Can you say a little more about what your objectives are? Given that you mention R-Squared, I guess that you want to build a model (possibly predictive, possibly explanatory or descriptive) relating at least one response ('Y') to some independent variables (Xs). If that's the case, which is the 'Y' variable in your table, please? Additionally, if you are wanting to use PCA, I'm not sure why you would remove variables 'as they have very high correlation' - PCA relies on such correlations to reduce the dimensionality of the problem.
My Y variable is Salesprices. It is a Predictive Model.
I am trying to get the best fit model with higher R -Square.
So, If I dont remove the highly correlated variables and then run the PCA.
How do I decide on which components to consider (By runing a regression:stepwise?) and what should I do with the initail set of Variables. Do I consider the initial set of variables or just the new components while building a model?

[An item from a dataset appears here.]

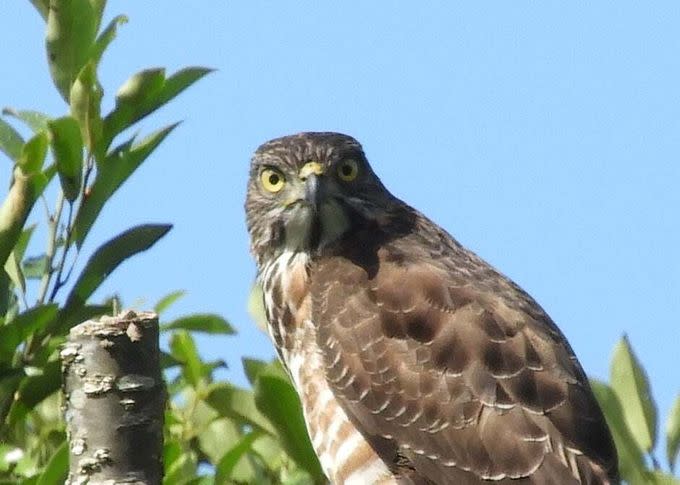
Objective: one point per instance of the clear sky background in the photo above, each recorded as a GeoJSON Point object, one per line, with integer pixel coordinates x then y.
{"type": "Point", "coordinates": [545, 136]}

Generally PCA is a dimensionality reduction and visualization method for correlation structures among variables and not really intended for a variable identification/elimination method as a precursor to building predictive models. There are many different techniques native to JMP and JMP Pro that can be used to directly build models even in the face of suspected correlated predictor variables. Techniques such as partial least squares, or in JMP Pro, many of the subplatforms in the Generalized Regression Fit Model personality are tailor made for variable identification in the face of correlated predictor variables.